As the new recruits begin to show their undoubted talent at Manchester City, the club is slowly but surely rooting out, and removing, all the players who are considered expendable.
Despite being one of City’s players of the year in recent times, Stephen Ireland has been sent to Aston Villa. It is a prime example of the ruthlessness that is becoming part of the Manchester City cleanout, with players who are anything less than world class being shipped out. After all, high ambition requires a high quality of player, particularly if City are to realise the dreams of their owner and shorten for silverware in the football betting.
With Benjani the latest to exit the revolving door at Eastlands, one thing that has been notable in the departure of these players is the limited amount of money that City have managed to recoup from their transfer dealings.

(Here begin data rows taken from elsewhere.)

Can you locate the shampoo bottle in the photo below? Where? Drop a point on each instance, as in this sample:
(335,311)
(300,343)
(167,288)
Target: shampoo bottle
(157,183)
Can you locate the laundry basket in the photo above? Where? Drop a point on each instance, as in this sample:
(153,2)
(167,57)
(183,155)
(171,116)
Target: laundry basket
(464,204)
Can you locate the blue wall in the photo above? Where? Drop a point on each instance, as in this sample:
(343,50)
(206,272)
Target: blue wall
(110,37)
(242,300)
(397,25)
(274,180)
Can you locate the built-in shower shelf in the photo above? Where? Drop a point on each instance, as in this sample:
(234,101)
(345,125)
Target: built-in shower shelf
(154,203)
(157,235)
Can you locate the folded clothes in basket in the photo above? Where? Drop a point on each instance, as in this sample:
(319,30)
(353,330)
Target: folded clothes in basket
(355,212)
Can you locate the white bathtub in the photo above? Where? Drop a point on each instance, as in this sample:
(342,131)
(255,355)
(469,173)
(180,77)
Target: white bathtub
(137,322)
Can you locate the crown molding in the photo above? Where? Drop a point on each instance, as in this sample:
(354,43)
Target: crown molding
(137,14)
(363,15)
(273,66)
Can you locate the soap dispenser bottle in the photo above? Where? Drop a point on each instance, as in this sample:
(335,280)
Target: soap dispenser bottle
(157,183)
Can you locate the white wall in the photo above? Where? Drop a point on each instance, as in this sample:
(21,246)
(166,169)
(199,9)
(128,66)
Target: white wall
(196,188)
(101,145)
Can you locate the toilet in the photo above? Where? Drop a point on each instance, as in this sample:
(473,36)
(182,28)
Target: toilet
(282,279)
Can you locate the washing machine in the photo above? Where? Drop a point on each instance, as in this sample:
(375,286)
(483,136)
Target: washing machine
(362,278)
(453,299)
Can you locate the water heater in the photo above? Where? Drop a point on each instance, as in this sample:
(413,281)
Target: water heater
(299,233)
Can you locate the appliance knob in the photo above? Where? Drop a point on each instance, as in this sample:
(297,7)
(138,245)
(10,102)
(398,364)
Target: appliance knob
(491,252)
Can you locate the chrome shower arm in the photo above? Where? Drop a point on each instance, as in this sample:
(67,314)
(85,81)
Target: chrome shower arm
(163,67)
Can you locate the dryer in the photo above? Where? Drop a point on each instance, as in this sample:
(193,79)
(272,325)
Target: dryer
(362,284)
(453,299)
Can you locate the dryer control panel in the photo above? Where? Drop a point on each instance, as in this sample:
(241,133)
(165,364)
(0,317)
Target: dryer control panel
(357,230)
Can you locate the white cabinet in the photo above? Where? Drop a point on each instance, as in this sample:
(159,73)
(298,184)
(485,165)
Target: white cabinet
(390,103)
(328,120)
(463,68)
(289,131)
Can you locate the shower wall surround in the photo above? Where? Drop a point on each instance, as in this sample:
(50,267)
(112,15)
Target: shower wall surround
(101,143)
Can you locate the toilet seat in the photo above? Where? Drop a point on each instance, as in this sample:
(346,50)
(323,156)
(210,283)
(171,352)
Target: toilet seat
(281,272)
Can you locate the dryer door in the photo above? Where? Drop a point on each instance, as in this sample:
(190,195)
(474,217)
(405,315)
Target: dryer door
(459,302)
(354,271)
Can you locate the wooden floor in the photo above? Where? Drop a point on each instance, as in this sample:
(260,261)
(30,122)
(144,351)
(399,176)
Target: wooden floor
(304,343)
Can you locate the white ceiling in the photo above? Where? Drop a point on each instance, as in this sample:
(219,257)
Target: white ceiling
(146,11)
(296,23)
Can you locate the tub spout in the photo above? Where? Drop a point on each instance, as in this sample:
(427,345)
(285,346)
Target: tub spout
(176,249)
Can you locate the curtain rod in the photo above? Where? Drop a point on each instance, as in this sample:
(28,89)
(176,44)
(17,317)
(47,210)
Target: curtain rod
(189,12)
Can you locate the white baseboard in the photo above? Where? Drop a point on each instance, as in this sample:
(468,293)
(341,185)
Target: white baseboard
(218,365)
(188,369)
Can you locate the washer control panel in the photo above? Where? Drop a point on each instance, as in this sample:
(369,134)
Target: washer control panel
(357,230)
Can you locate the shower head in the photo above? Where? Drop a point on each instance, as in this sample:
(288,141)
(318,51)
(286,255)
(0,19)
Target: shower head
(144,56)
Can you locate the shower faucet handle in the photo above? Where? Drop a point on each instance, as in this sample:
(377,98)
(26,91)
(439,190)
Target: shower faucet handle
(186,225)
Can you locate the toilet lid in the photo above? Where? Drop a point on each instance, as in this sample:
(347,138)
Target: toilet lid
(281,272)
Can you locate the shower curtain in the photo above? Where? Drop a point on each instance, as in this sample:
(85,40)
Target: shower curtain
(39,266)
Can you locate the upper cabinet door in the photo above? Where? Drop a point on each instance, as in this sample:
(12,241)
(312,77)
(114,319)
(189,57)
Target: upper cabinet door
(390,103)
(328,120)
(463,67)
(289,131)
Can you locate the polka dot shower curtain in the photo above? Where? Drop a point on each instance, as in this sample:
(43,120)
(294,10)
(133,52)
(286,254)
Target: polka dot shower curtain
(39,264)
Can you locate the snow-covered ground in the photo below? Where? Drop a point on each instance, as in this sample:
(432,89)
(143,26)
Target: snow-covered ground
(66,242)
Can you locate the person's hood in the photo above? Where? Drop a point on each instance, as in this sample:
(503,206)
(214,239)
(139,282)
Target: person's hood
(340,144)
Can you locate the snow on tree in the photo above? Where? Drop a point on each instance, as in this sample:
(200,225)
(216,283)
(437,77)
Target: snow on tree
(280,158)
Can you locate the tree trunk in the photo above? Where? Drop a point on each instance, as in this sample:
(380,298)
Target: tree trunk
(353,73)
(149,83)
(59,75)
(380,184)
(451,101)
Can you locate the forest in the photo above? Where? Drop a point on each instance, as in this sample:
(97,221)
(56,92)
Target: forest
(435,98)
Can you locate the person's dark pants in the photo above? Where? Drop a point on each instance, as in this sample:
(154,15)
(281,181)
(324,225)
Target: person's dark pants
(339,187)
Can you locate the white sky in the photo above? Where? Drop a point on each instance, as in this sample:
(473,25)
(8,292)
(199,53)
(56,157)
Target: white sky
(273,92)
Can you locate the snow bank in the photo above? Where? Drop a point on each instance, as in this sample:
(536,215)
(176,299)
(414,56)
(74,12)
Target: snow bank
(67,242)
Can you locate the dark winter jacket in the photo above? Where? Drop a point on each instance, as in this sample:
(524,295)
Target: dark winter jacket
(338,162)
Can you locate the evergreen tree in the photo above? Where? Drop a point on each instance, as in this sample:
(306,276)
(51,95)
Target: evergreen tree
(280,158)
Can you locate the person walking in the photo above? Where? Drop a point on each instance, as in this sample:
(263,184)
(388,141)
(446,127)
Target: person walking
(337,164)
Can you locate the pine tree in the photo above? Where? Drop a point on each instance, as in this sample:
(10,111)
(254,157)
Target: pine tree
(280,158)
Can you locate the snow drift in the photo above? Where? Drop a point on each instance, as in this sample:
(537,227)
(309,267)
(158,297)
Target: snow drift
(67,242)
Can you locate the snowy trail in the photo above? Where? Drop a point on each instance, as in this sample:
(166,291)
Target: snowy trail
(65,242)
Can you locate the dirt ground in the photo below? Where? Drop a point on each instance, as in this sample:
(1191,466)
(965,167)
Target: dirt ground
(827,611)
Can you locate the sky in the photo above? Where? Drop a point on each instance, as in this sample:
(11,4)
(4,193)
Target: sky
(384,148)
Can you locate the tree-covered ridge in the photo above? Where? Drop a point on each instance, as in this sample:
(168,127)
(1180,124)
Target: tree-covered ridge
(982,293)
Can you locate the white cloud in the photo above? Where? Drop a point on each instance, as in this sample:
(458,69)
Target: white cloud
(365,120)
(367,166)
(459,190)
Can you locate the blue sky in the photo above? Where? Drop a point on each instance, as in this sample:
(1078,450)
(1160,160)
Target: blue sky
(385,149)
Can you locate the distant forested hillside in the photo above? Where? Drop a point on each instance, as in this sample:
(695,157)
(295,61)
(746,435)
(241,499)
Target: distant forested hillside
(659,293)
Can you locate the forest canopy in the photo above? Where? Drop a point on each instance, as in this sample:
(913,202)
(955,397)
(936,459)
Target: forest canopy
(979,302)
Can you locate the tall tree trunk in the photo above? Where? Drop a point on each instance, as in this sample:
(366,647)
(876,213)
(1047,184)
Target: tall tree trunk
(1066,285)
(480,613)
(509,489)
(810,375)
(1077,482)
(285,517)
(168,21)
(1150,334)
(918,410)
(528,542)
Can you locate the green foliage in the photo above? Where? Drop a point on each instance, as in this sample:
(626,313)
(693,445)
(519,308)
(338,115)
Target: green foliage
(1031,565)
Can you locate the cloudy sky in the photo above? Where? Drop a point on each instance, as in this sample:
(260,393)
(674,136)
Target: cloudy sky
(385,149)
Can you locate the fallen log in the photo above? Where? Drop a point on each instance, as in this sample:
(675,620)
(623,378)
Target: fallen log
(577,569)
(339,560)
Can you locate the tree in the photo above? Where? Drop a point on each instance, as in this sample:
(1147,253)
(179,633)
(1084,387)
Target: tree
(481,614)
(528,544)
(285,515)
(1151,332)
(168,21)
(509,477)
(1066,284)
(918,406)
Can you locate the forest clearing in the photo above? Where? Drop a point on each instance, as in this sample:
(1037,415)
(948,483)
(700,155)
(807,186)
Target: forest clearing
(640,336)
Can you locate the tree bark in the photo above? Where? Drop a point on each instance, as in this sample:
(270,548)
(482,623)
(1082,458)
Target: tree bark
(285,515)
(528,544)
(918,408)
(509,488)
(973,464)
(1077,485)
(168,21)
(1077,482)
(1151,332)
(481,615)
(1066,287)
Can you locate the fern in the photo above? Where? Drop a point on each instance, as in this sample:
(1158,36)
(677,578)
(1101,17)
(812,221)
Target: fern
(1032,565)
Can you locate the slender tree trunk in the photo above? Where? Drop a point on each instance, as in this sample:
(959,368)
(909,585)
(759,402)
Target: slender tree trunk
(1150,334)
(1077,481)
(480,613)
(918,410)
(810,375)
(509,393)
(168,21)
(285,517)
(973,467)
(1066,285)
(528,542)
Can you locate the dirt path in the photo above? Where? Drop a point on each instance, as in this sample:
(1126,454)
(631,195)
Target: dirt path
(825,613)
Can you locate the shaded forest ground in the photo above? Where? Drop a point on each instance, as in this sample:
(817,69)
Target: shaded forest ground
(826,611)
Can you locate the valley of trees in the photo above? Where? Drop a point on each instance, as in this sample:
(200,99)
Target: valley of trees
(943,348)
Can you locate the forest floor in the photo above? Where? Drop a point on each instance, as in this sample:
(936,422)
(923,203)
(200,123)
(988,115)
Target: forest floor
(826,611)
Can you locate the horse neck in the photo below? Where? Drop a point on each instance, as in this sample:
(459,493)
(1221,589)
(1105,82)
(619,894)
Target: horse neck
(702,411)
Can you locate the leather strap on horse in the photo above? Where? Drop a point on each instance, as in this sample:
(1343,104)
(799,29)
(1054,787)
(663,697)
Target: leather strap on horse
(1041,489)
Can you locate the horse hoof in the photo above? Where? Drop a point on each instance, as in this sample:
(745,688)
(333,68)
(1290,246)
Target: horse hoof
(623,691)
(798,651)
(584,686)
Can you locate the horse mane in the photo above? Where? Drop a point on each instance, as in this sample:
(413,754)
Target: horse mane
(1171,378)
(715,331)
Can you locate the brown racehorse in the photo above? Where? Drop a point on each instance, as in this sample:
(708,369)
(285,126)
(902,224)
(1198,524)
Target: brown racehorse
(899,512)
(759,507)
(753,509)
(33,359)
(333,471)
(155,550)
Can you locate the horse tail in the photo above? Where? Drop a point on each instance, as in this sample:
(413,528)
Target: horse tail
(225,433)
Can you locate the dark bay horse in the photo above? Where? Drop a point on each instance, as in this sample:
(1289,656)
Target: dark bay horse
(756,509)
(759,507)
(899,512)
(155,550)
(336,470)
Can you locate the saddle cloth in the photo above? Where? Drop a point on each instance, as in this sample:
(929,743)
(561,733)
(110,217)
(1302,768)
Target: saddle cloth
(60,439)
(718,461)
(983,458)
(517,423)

With players such as Benjani signing for relatively hefty fees, their departures for nothing (or in the case of Stephen Ireland, as part of a deal to bring another player to the club), City could fall foul of UEFA’s new financial rules.
Should the club fail to secure better rates for departing players, even if they are forced to sell them to clubs which may be rivals for the positions City aim to occupy, the Eastlands outfit may find itself winning the Premier League but crashing out of Europe on a technicality.
With deals like the loan departure of Craig Bellamy likely to be ones that are pushed through at great cost to the club, and with limited interest for the majority of highly paid players at City, the club is aware that it will need to have a serious rethink of its outgoing transfer policy in future transfer windows. If they don’t, the football odds which suggest they could win silverware in the future will be seen as somewhat premature.